NASA’s Space Launch System (SLS) rocket cost the space agency $6 billion more than its original budget and is six years behind schedule, a shocking report recently revealed. The massive rocket is designed to return humans to the Moon, but could end up jeopardizing the space agency’s lunar program as funds run low.
The office of NASA’s inspector general released its final report on Thursday, auditing the space agency’s management of the contracts for the SLS rocket and its engines. The report found that NASA’s overall investment in its Artemis Moon program is projected to reach $93 billion from 2012 through 2025, of which the costs of SLS alone represent $23.8 billion spent through 2022. That’s $6 billion in cost increases for the rocket, in addition to six years in schedule delays above NASA’s original projections, the report stated. The inspector general performed its audit from February 2022 through April 2023.
The SLS rocket launched on November 16, 2022 for the Artemis 1 mission, sending an uncrewed Orion spacecraft around the Moon and back. NASA’s 5.75-million-pound rocket is outfitted with four RS-25 engines originally built by Aerojet Rocketdyne for the Space Shuttle project, which operated from 1981 to 2011. NASA has a total of four contracts with Aerojet Rocketdyne for the RS-25 engines and Northrop Grumman for the boosters, which were also used during the Shuttle era.

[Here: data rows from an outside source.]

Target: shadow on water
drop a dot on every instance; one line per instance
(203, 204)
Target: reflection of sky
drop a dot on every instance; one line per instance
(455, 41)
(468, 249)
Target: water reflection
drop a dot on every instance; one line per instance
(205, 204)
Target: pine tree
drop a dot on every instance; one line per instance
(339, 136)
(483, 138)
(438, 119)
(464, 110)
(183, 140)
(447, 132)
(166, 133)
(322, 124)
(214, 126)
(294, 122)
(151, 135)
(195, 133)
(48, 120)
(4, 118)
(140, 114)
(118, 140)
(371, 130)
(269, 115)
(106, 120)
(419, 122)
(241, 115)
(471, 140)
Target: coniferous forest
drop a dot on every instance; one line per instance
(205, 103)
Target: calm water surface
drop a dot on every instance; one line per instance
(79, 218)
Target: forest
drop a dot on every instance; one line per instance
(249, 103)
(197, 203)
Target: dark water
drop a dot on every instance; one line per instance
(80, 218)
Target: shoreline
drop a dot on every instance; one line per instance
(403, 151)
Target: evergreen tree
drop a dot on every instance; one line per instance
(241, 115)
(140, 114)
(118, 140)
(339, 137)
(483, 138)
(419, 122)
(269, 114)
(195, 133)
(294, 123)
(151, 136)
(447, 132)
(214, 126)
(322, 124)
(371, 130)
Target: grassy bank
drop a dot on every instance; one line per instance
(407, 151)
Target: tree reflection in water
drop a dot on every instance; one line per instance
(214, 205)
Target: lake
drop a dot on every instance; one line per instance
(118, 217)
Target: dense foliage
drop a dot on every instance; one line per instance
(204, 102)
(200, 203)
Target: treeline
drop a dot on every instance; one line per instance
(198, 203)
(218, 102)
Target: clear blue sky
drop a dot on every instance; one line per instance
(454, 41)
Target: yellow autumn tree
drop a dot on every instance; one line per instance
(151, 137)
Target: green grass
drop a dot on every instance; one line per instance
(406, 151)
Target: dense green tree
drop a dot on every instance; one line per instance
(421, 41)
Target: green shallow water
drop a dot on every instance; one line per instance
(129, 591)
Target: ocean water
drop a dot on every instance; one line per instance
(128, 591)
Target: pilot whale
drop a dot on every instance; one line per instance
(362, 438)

NASA salvaged 16 RS-25 engines from retired Space Shuttles, of which four were used during Artemis 1. Once these run out, the space agency will switch to RS-25E engines currently being built by Aerojet Rocketdyne, which cost 30% less than the originals, but provide 111% of rated thrust. SLS is completely expendable, including its engines.
Related: Artemis 1: To Boldly Go Where Four RS-25 Engines Have Gone Many Times Before
The report blamed the cost increases on “assumptions that the use of heritage technologies from the Space Shuttle and Constellation Programs were expected to result in significant cost and schedule savings compared to developing new systems for the SLS.” Instead, integrating new systems with the older components ended up being more complex, according to the report.
NASA is trying to decrease SLS costs moving forward, with the projected 30 percent price dip per engine, “however, those savings do not capture overhead and other costs,” the report stated. Each rocket launch requires four engines and two boosters; one RS-25 engine currently costs around $100 million to manufacture and NASA wants to keep sending crews to the Moon to establish a lunar presence. The Artemis 2 mission is currently slated for launch in late 2024, while Artemis 3 is meant to follow in 2025 or 2026.
The projected cost of each SLS rocket has gone over budget by $144 million through Artemis 4, increasing the overall cost of a single Artemis launch to at least $4.2 billion, according to the report. As a result, the 50-page report includes a direct warning to the space agency’s lunar ambitions.
“Without greater attention to these important safeguards, NASA and its contracts will continue to exceed planned cost and schedule, resulting in a reduced availability of funds, delayed launches, and the erosion of the public’s trust in the Agency’s ability to responsibly spend taxpayer money and meet mission goals and objectives—including returning humans safely to the Moon and onward to Mars,” the report stated.
NASA’s mega-rocket appears to have gotten it in mega-trouble, resulting in a scathing report that accuses the space agency of oversight and lack of transparency. It’s not yet clear whether or how the Artemis program will suffer as a result.